Então foi tudo desativado porque eu fui expulso para Nova York. Fiquei um ano exilado do Brasil, sem poder voltar. Eu fui pego na pista do Aterro [do Flamengo, no Rio] quando eu voltava de um show. Um carro do Dops barrou o meu táxi e eu fiquei nu com uma carapuça preta na cabeça. Fui para um lugar, se não me engano, Realengo. Eu sinto que foi por ali, Realengo. Um lugar subterrâneo, que tinha limo. Eu tateava as paredes e tinha limo.
E vinham cinco caras me interrogar. Tinha um bonzinho, um outro bruto que me dava murro, um que dava choque elétrico em lugares particulares e tudo. Eu fiquei três dias lá. Sabe, cada um tinha uma personalidade. Era uma tortura de personalidade. Eu não sabia quem vinha. Só sentia pelos passos. Eu pensava, era o cara que batia. Era o cara que tem o…
Após três dias, eu estava no aeroporto. Já tinha deixado o LP Gita gravado e não sabia que ia fazer sucesso sozinho. Não sabia que ia estourar. E ele estourou. Acho que tocou umas seis faixas. Uma por uma. Gita, Sociedade Alternativa, Medo da Chuva… foi um disco que foi muito explorado. Então, eu estava lá nos Estados Unidos. Já tinha encontrado com John Lennon, já tinha corrido o país, era casado com uma americana na época. E tinha cantado com Jerry Lee Lewis em Memphis, Tenesee.

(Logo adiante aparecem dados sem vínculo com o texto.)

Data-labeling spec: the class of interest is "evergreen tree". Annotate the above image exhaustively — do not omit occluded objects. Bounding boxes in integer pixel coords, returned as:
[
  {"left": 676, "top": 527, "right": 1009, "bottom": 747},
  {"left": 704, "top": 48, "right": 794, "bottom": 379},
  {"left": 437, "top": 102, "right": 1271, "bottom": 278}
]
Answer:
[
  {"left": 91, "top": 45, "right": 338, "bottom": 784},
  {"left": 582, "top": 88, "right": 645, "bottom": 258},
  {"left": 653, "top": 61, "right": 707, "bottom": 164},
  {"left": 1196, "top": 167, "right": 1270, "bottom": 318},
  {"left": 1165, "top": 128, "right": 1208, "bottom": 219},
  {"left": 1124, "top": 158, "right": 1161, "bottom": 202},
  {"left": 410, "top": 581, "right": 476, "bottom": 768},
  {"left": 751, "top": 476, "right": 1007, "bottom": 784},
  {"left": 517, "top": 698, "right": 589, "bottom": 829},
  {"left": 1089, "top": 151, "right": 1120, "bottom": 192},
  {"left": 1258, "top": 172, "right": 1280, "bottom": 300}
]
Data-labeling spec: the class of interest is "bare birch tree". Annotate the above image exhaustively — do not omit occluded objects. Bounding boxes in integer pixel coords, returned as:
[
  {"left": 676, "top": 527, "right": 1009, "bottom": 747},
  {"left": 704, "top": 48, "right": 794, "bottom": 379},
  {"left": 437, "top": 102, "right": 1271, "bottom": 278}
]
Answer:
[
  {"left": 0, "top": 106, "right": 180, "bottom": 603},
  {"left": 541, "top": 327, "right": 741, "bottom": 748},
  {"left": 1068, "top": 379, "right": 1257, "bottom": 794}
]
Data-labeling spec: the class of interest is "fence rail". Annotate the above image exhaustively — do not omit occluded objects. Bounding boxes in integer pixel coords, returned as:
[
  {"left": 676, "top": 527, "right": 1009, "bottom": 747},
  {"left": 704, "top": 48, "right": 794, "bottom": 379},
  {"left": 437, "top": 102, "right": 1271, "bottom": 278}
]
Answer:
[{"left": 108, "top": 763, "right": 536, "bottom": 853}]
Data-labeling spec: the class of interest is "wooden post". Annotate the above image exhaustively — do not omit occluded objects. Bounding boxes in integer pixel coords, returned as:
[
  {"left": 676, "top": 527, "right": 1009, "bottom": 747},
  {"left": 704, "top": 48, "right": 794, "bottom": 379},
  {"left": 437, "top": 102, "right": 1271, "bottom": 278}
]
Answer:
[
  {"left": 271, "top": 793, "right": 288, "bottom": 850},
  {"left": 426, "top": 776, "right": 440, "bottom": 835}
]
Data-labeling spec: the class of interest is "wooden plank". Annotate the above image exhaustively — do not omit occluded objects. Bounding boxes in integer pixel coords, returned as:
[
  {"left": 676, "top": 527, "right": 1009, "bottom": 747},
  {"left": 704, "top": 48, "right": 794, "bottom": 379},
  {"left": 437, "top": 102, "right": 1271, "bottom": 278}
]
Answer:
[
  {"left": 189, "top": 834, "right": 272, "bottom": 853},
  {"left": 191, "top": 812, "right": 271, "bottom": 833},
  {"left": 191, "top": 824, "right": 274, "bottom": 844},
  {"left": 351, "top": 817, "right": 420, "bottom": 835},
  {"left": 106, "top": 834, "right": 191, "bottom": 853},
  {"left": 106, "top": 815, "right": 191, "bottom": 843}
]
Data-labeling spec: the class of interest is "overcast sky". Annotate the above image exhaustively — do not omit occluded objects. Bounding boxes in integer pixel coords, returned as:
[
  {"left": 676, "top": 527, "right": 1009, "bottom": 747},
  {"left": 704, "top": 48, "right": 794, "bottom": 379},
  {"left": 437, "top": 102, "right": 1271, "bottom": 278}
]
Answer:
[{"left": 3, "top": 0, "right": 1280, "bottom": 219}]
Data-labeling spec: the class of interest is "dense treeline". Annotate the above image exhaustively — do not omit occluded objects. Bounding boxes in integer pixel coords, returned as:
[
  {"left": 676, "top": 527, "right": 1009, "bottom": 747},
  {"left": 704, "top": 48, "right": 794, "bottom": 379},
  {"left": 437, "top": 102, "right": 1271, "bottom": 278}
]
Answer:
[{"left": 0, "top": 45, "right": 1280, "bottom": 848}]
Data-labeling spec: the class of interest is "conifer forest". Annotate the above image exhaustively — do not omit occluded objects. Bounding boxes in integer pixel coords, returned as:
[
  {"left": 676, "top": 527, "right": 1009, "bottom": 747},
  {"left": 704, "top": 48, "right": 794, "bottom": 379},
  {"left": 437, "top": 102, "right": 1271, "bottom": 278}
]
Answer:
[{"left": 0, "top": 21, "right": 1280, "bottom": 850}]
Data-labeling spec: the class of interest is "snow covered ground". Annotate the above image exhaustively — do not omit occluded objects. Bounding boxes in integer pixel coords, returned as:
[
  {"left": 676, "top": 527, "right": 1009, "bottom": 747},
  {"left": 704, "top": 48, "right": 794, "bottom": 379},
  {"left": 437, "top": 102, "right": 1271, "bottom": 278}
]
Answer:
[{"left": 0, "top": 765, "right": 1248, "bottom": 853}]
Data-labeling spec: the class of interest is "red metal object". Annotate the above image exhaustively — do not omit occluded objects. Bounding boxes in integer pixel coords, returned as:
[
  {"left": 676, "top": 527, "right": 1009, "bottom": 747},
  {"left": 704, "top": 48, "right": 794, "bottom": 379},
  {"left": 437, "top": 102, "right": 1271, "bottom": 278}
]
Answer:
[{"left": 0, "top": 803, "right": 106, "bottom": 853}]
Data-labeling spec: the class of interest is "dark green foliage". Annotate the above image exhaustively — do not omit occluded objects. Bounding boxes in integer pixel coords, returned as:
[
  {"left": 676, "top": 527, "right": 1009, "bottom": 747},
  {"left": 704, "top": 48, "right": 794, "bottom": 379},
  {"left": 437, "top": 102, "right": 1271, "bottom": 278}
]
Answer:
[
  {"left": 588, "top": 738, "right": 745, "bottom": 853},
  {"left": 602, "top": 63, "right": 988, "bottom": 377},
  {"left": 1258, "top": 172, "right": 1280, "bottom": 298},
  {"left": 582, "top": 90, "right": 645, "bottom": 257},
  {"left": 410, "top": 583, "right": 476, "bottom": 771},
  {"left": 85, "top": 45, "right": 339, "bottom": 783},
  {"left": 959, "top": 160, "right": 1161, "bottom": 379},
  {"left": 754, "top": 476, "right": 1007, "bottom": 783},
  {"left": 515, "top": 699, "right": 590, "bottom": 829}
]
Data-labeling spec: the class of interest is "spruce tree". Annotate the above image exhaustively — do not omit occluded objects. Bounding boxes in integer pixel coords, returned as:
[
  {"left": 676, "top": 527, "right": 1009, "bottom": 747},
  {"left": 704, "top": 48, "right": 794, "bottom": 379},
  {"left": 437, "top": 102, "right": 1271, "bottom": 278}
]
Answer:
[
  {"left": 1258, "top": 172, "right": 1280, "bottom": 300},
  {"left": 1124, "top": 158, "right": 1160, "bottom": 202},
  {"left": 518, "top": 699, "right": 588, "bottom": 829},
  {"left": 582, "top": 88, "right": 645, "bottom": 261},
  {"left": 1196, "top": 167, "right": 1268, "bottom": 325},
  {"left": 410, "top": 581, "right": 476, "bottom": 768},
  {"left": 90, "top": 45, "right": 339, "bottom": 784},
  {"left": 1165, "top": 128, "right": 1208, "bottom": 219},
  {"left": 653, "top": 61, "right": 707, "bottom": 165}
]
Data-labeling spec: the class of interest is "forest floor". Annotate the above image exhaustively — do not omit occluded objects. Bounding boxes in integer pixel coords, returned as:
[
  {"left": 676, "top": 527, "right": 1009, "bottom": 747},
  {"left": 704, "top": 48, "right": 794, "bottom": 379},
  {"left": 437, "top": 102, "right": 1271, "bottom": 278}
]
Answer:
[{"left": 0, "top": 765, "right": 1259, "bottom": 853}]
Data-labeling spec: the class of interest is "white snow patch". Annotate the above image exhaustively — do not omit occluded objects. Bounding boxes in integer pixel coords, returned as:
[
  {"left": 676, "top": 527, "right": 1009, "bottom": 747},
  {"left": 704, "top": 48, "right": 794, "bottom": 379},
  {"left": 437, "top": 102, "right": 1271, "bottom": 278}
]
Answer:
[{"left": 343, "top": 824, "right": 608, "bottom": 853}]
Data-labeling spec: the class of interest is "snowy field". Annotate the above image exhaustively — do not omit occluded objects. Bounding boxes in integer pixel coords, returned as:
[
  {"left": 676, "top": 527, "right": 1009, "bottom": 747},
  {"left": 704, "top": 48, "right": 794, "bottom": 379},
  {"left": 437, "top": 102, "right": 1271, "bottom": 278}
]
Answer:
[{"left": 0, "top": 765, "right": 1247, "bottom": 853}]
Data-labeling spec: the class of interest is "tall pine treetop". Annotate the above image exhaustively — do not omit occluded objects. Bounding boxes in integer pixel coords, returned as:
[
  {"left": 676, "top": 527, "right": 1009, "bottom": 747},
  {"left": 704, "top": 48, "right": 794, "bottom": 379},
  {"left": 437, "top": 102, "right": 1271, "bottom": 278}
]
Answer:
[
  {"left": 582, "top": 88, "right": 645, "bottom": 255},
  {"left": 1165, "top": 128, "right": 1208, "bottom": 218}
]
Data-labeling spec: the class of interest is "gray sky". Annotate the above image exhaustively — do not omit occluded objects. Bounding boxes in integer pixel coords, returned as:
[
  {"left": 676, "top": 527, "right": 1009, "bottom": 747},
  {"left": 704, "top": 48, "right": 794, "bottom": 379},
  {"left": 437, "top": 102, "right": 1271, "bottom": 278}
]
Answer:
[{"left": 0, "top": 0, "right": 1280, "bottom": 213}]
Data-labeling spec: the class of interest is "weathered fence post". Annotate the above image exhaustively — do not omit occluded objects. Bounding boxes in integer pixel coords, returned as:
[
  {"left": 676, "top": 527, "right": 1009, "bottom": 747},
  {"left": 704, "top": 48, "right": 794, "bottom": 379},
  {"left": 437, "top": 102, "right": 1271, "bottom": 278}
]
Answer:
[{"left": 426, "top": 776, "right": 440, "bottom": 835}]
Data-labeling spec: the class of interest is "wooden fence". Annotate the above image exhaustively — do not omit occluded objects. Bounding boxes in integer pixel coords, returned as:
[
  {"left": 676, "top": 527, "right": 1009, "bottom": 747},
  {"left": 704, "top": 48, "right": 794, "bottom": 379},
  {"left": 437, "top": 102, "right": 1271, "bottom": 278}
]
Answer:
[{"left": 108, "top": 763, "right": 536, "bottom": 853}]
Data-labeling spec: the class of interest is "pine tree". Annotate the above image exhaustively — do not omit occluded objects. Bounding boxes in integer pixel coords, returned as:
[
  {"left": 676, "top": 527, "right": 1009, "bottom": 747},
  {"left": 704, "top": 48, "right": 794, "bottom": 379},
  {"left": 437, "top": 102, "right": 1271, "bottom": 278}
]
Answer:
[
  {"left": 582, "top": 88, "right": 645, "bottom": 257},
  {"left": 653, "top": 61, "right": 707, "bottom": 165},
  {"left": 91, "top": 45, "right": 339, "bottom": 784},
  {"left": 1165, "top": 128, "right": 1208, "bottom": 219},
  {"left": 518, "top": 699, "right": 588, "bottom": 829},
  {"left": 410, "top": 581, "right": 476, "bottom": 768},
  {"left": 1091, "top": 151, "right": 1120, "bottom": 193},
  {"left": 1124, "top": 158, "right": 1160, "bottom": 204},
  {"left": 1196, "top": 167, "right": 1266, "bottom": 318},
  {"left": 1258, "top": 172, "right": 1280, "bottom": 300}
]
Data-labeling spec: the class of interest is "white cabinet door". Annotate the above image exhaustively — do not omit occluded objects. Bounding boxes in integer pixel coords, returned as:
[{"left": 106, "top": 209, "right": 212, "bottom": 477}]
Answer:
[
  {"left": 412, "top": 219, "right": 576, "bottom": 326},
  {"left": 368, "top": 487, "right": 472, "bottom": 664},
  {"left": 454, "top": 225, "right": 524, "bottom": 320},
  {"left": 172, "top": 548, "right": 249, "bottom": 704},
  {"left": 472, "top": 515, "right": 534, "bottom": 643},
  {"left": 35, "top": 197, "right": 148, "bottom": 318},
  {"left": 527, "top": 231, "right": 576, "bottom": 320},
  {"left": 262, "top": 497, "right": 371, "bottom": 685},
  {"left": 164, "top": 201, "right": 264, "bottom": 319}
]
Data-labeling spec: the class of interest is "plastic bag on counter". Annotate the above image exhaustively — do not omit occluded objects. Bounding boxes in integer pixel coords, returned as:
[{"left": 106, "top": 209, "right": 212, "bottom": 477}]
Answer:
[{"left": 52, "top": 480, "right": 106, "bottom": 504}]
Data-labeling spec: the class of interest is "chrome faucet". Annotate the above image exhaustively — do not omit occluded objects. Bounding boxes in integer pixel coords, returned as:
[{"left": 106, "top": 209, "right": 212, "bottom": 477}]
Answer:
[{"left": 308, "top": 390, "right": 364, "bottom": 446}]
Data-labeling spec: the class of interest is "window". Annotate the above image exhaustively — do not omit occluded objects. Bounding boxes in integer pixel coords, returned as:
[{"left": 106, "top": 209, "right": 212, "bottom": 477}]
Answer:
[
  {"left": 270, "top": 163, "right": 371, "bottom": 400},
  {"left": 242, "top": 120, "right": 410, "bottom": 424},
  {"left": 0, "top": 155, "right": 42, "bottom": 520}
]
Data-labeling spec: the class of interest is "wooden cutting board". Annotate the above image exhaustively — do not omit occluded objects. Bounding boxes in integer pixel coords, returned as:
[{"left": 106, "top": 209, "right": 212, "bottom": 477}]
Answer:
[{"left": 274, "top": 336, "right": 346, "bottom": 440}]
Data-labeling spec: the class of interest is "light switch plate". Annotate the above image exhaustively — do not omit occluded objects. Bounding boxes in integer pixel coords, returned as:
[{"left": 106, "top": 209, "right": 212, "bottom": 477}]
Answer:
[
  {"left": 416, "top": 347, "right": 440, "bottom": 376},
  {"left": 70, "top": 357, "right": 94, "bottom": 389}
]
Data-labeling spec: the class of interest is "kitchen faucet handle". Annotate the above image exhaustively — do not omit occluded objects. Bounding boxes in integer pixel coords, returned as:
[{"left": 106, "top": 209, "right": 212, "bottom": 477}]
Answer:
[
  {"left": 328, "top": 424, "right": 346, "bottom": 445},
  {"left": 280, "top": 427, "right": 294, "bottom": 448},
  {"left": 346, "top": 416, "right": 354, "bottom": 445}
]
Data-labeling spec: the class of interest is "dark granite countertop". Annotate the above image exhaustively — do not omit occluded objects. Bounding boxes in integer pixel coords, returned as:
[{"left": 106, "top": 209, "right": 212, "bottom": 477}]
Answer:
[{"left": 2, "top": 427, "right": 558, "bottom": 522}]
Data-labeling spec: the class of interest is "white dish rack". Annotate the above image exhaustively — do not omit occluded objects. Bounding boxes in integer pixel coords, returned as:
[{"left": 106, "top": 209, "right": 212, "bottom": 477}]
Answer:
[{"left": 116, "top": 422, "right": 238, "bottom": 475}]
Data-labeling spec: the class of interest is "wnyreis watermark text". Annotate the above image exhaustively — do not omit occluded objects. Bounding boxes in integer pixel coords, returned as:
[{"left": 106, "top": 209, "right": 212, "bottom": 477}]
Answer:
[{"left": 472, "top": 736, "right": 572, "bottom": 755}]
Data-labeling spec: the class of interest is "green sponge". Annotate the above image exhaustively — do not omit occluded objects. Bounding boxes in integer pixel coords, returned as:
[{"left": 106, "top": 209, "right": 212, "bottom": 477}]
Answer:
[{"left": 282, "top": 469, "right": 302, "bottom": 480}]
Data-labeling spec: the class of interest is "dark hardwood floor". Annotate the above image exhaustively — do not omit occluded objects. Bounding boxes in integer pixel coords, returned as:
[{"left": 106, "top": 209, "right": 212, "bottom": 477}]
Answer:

Ele me acompanhou de piano.
Tinha transado [feito muitas coisas] um bocado nos EUA quando veio o Consulado Brasileiro no meu apartamento. Era quase em dezembro de 1974. Bateu na porta do meu apartamento dizendo que eu já podia voltar. Que o Brasil já me chamava, que eu era patrimônio nacional e que tava vendendo disco. Cinicamente, o cara falou assim.
É, eu voltei. Tava com muita saudade. Voltei para o Brasil e vi o disco Gita estourado aqui. E foi mais ou menos assim aquele ano de 1974. Mas tudo bem. Eu me refiz, graças a Deus, não fiquei com trauma psicológico nenhum e acho que as coisas se processam dessa maneira.
(Texto publicado originalmente pelo portal EBC em 20 de agosto de 2014.)